My seat of the pants thinking is this: There is a millennial scale cycle that rules thusly: based on orbital mechanics solar insolation shifts also shifts the ITCZ important global oceanic-atmospheric teleconnected systems driving whether or not there is a continued net disgorgement of heat from the oceans (which occurs rapidly), or a jagged recharge which results in the typical downward steps observed in the paleo-reconstruction due to the continued recharging of ocean heat, leaving us without benefit.
In terms of what puny humans experience in our life times, it sure feels chaotic. But over the course of 10’s of 1000’s of years, it is anything but chaotic. The metronome of Earth’s orbital mechanics makes it non-chaotic.

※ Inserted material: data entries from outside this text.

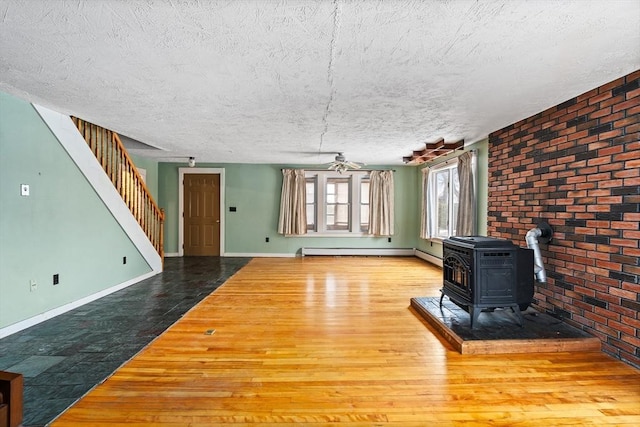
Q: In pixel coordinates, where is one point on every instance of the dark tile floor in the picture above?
(65, 357)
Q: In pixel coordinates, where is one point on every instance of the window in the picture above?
(337, 203)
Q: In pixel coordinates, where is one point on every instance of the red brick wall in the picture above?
(577, 167)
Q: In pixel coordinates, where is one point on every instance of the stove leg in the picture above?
(518, 313)
(473, 315)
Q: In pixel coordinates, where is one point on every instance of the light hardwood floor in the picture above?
(324, 341)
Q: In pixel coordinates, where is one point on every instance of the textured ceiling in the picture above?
(277, 81)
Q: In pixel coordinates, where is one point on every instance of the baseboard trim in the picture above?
(357, 251)
(258, 255)
(32, 321)
(429, 258)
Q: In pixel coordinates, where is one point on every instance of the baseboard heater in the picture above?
(357, 251)
(429, 258)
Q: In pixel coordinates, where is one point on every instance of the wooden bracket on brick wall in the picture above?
(433, 151)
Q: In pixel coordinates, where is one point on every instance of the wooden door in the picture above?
(202, 214)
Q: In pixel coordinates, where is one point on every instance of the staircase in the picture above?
(122, 172)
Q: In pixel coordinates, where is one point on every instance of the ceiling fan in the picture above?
(341, 164)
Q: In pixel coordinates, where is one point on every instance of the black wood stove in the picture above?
(484, 273)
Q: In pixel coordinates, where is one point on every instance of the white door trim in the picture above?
(181, 173)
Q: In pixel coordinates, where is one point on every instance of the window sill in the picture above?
(339, 235)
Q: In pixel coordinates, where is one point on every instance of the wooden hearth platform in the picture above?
(498, 332)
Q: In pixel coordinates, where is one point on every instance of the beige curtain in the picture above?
(293, 203)
(426, 226)
(381, 203)
(465, 222)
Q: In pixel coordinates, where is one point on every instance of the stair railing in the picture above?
(111, 154)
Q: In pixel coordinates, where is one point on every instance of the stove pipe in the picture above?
(545, 231)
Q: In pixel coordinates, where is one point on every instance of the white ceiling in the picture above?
(277, 81)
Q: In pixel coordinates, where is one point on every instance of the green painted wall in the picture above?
(434, 247)
(61, 228)
(254, 189)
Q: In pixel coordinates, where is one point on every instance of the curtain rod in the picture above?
(350, 170)
(430, 165)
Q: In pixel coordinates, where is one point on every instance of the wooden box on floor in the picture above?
(11, 389)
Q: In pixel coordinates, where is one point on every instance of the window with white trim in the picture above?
(337, 203)
(444, 200)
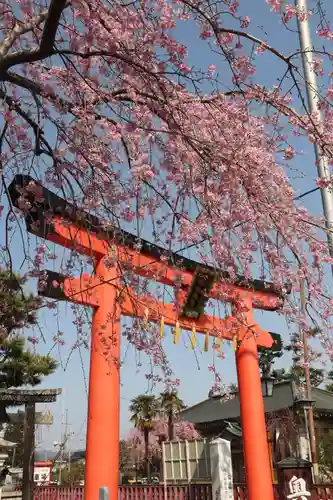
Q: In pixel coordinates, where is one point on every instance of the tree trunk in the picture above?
(147, 462)
(170, 425)
(29, 445)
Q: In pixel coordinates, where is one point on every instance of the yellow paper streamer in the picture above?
(162, 327)
(146, 316)
(206, 342)
(193, 337)
(177, 333)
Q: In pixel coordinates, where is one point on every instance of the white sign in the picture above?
(297, 486)
(221, 469)
(42, 475)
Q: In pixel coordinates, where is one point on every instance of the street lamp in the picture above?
(267, 386)
(303, 404)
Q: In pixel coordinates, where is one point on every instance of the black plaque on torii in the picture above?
(28, 398)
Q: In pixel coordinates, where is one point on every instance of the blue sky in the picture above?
(190, 367)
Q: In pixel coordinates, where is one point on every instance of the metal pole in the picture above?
(312, 98)
(327, 199)
(311, 426)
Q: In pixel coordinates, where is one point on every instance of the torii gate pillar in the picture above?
(88, 237)
(102, 448)
(256, 452)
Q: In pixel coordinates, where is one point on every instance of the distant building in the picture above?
(286, 425)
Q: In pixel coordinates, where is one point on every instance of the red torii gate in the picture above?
(52, 218)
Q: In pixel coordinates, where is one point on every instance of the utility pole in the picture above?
(309, 411)
(310, 78)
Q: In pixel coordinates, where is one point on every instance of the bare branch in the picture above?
(51, 18)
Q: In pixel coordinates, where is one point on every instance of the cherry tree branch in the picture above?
(45, 49)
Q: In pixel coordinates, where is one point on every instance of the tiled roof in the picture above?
(217, 408)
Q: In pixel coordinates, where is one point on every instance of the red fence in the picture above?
(157, 492)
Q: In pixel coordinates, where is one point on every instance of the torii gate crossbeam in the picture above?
(53, 219)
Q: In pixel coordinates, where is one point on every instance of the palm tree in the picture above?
(171, 404)
(144, 409)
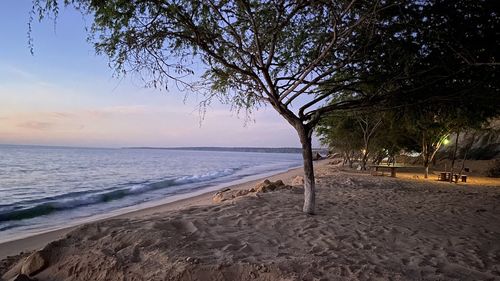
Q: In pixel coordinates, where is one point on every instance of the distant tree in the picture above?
(286, 54)
(341, 134)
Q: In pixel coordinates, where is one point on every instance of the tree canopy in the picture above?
(303, 58)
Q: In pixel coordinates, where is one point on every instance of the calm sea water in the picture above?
(43, 188)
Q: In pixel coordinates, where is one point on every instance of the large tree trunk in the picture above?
(454, 156)
(309, 185)
(426, 166)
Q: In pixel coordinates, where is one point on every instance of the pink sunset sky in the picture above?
(64, 94)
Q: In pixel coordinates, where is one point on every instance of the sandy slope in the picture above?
(366, 228)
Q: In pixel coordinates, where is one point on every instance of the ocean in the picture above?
(46, 188)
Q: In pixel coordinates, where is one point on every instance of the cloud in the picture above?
(36, 125)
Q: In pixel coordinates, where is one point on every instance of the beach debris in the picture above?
(268, 185)
(317, 156)
(228, 194)
(298, 180)
(192, 260)
(34, 263)
(22, 277)
(263, 187)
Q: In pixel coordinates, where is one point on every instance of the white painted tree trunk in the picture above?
(309, 184)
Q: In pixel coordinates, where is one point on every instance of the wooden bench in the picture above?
(445, 176)
(375, 169)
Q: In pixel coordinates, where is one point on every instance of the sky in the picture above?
(67, 95)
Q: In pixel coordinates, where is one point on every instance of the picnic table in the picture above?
(392, 168)
(445, 176)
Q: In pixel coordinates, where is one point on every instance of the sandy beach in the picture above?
(366, 228)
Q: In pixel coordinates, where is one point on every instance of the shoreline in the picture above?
(176, 202)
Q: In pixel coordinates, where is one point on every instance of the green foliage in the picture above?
(494, 170)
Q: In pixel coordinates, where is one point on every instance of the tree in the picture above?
(286, 54)
(342, 134)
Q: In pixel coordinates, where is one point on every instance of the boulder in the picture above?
(34, 263)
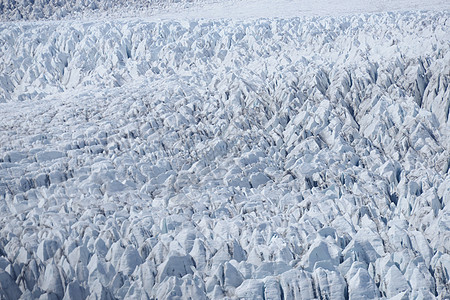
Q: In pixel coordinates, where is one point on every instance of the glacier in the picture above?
(241, 158)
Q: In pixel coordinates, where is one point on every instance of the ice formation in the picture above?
(272, 158)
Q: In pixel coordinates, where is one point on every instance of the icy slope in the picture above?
(278, 159)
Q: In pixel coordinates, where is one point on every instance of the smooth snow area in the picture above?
(278, 158)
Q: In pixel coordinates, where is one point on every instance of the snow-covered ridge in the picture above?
(291, 158)
(18, 10)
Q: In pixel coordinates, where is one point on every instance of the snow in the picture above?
(206, 149)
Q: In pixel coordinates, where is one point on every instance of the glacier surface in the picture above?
(271, 158)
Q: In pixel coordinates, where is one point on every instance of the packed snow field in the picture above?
(271, 158)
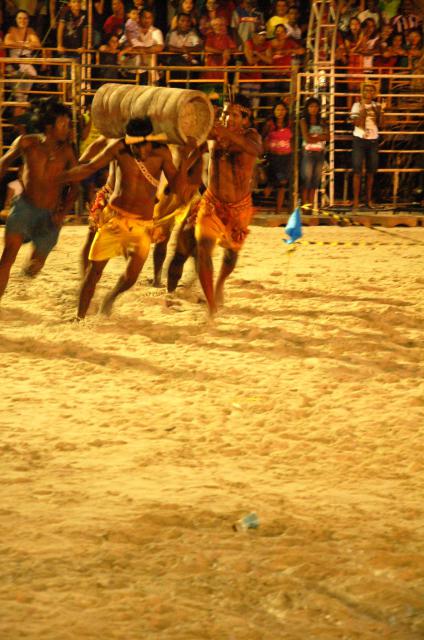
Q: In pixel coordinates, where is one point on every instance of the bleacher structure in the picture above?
(400, 180)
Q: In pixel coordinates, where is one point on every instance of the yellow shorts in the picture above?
(122, 236)
(226, 223)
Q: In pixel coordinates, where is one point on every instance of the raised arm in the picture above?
(250, 142)
(178, 180)
(11, 155)
(102, 159)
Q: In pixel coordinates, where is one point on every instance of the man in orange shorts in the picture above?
(140, 158)
(225, 210)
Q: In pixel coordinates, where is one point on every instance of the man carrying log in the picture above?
(225, 209)
(37, 214)
(140, 159)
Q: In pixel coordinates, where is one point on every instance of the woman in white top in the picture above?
(22, 41)
(367, 117)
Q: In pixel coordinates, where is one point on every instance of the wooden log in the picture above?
(178, 113)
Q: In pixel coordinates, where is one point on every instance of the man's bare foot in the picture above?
(107, 304)
(32, 269)
(219, 297)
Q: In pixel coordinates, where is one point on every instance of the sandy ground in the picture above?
(131, 444)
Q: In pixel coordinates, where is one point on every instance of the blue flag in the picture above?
(293, 227)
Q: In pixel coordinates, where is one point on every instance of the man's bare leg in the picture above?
(35, 264)
(280, 199)
(227, 267)
(204, 251)
(92, 277)
(13, 243)
(159, 255)
(85, 262)
(369, 186)
(186, 247)
(356, 189)
(125, 282)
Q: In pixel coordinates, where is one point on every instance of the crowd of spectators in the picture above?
(373, 35)
(128, 38)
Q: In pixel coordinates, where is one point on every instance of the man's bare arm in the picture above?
(249, 142)
(93, 149)
(11, 155)
(179, 180)
(82, 171)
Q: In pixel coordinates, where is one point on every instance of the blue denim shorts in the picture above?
(33, 224)
(311, 169)
(367, 150)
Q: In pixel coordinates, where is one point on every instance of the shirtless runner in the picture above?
(37, 214)
(129, 229)
(225, 210)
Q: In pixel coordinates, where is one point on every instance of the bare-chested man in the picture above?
(225, 209)
(139, 163)
(95, 219)
(37, 214)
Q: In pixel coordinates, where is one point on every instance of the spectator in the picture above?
(314, 136)
(110, 58)
(183, 41)
(185, 6)
(370, 12)
(353, 58)
(388, 10)
(414, 47)
(369, 44)
(348, 10)
(392, 53)
(212, 10)
(219, 47)
(24, 42)
(277, 136)
(367, 117)
(98, 19)
(257, 51)
(132, 29)
(285, 50)
(279, 16)
(72, 30)
(292, 26)
(407, 19)
(114, 24)
(244, 20)
(146, 44)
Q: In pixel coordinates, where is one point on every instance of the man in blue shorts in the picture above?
(37, 214)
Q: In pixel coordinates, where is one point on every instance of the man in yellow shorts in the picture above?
(140, 158)
(225, 210)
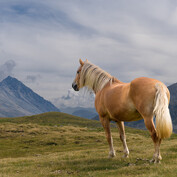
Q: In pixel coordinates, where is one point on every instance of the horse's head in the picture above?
(76, 82)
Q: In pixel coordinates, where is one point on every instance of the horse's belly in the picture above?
(126, 114)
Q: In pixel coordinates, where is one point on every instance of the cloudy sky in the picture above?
(41, 41)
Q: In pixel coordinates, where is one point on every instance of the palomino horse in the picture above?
(143, 98)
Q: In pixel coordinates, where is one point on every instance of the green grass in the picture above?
(57, 144)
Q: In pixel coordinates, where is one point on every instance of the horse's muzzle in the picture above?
(74, 86)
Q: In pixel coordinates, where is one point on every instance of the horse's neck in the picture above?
(115, 80)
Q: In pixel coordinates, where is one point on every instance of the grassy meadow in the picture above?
(58, 144)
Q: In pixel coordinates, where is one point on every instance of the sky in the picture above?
(41, 41)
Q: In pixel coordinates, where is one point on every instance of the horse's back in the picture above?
(142, 92)
(114, 101)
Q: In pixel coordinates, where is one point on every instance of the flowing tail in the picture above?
(163, 119)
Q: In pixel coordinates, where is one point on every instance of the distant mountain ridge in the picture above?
(16, 100)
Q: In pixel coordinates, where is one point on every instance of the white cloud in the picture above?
(129, 39)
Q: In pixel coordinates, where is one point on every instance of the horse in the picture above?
(142, 98)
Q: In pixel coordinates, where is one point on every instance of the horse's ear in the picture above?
(81, 62)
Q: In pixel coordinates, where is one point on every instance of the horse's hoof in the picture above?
(111, 155)
(155, 161)
(125, 156)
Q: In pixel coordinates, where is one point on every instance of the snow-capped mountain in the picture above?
(16, 99)
(83, 98)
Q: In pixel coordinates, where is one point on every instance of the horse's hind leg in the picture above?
(150, 126)
(121, 129)
(106, 125)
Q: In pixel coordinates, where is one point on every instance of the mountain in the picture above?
(16, 100)
(88, 113)
(72, 99)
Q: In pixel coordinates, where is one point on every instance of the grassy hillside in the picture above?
(57, 144)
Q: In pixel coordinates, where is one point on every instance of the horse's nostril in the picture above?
(74, 85)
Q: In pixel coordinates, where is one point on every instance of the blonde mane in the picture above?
(94, 77)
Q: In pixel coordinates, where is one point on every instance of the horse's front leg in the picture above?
(121, 129)
(150, 126)
(106, 125)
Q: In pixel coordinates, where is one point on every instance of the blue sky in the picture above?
(43, 40)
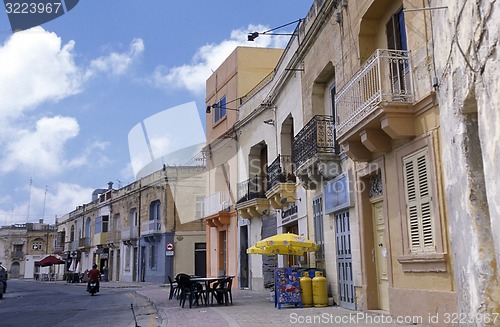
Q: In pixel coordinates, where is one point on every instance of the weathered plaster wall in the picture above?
(467, 66)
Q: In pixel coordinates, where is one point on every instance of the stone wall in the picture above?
(467, 69)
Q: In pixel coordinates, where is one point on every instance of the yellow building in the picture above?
(244, 68)
(368, 66)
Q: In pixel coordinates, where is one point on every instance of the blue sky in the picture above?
(72, 89)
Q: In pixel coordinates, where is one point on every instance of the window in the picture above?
(220, 109)
(155, 210)
(18, 250)
(333, 91)
(423, 246)
(318, 227)
(102, 224)
(152, 255)
(418, 202)
(396, 32)
(396, 40)
(127, 257)
(132, 218)
(37, 244)
(105, 224)
(200, 205)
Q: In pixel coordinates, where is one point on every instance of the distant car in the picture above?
(3, 280)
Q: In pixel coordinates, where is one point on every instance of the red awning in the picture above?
(49, 261)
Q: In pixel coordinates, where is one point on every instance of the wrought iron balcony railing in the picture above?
(17, 255)
(84, 242)
(317, 137)
(252, 188)
(384, 77)
(150, 227)
(130, 233)
(280, 171)
(217, 202)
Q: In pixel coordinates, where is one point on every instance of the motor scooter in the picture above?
(92, 287)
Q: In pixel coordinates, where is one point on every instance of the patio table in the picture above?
(208, 281)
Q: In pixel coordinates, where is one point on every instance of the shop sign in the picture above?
(290, 214)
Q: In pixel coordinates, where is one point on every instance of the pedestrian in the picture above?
(105, 273)
(94, 274)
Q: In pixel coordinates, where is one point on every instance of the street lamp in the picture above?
(218, 106)
(252, 36)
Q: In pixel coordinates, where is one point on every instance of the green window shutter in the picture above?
(418, 202)
(427, 232)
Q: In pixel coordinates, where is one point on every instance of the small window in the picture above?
(200, 204)
(155, 210)
(152, 255)
(318, 227)
(127, 257)
(220, 109)
(37, 245)
(418, 202)
(105, 224)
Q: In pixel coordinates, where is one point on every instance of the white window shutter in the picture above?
(418, 202)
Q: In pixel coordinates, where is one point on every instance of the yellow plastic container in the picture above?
(306, 289)
(320, 290)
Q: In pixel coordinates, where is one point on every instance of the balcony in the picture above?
(150, 227)
(17, 255)
(316, 152)
(130, 233)
(217, 209)
(281, 181)
(84, 242)
(375, 105)
(101, 238)
(252, 201)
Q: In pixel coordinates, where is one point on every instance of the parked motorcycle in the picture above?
(3, 280)
(92, 287)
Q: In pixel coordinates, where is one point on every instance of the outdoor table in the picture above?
(208, 281)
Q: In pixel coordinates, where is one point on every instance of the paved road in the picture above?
(255, 309)
(249, 309)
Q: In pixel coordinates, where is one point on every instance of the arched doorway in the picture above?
(14, 270)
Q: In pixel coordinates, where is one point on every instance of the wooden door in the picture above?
(381, 254)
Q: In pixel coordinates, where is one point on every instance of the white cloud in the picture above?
(66, 197)
(41, 149)
(34, 68)
(192, 77)
(57, 199)
(116, 63)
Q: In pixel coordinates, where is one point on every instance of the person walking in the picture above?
(93, 274)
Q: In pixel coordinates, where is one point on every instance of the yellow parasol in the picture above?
(287, 243)
(271, 251)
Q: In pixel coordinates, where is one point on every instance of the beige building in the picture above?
(142, 232)
(228, 237)
(466, 68)
(366, 151)
(21, 245)
(368, 67)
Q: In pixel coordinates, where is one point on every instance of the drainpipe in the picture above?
(139, 251)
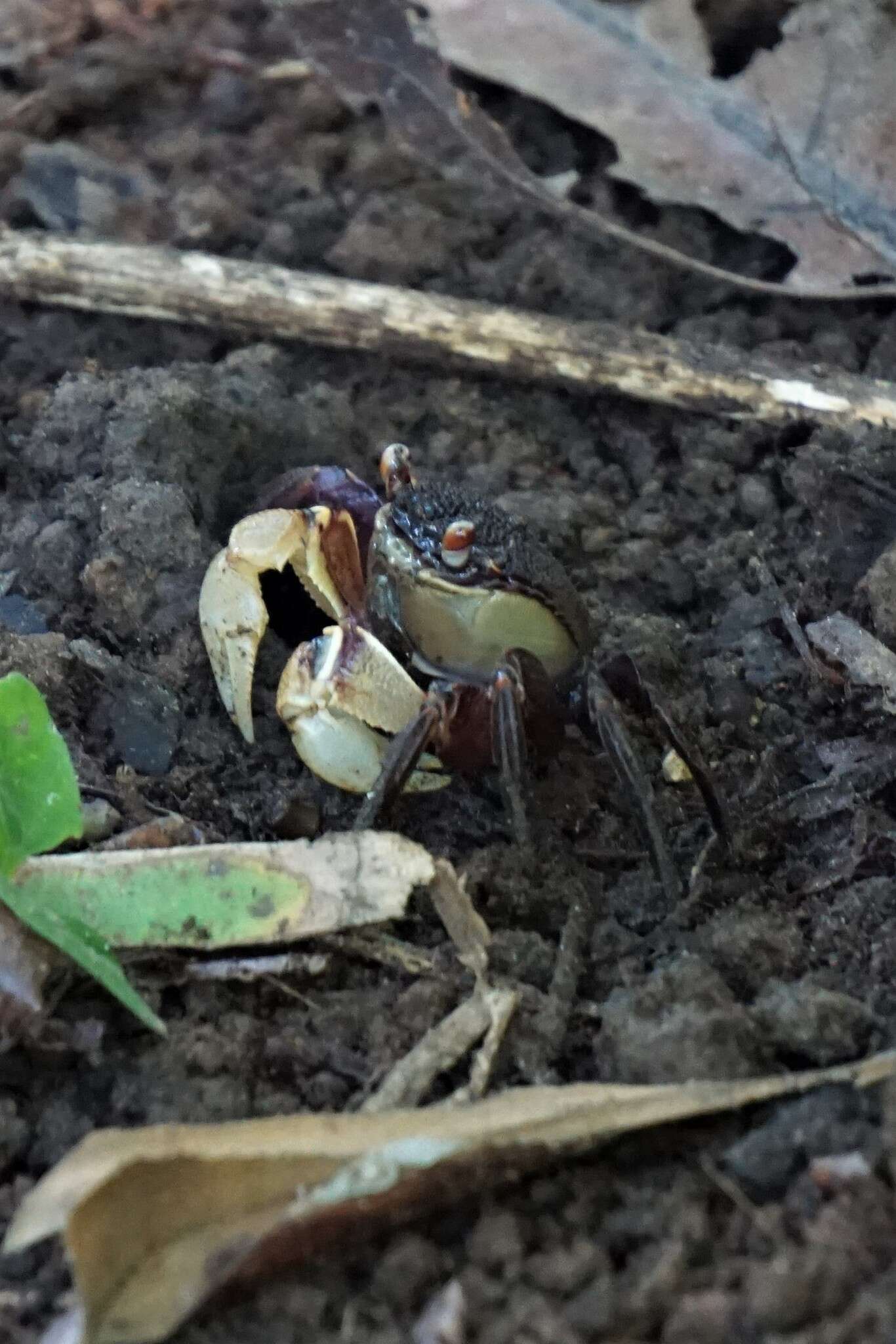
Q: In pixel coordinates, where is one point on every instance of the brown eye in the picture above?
(456, 543)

http://www.climategeology.ethz.ch/publications/2014_Schneider_et_al.pdf
Earth’s climate system is random and chaotic is more correct then saying the earth’s climate is stable.
Chaotic is in the eyes of the beholder. The earth’s climate having the ability to go from a glacial state to a glacial state and have abrupt climate changes at times satisfies chaotic for my way of thinking.
A non chaotic climate would be a global temperature changed over 1000’s of years that varied by less then 1C which we know is not the case although the overall global temperature change from glacial to inter glacial periods is perhaps ONLY between 4-7C.
That being deceiving due to the fact that the tropics relatively small temperature changes from glacial versus inter- glacial periods of time tempers the global total temperature change.
In closing a measure of how chaotic the climate is should be what impact does it have upon humanity and from this approach I would say the climate changes sufficiently enough to have a very big impact on humanity which makes the climate chaotic regardless.
The climate is random due to the fact it is subject to random extra terrestrial events and random terrestrial events.
It is chaotic because the climate is always a reflection of everything that is effecting it at a given time and all the forces that effect the climate at a given time are never the same ranging from land/ocean arrangements, to solar variability , to Milankovitch Cycles, geo magnetic field strength, lunar influences, the ice dynamic etc etc.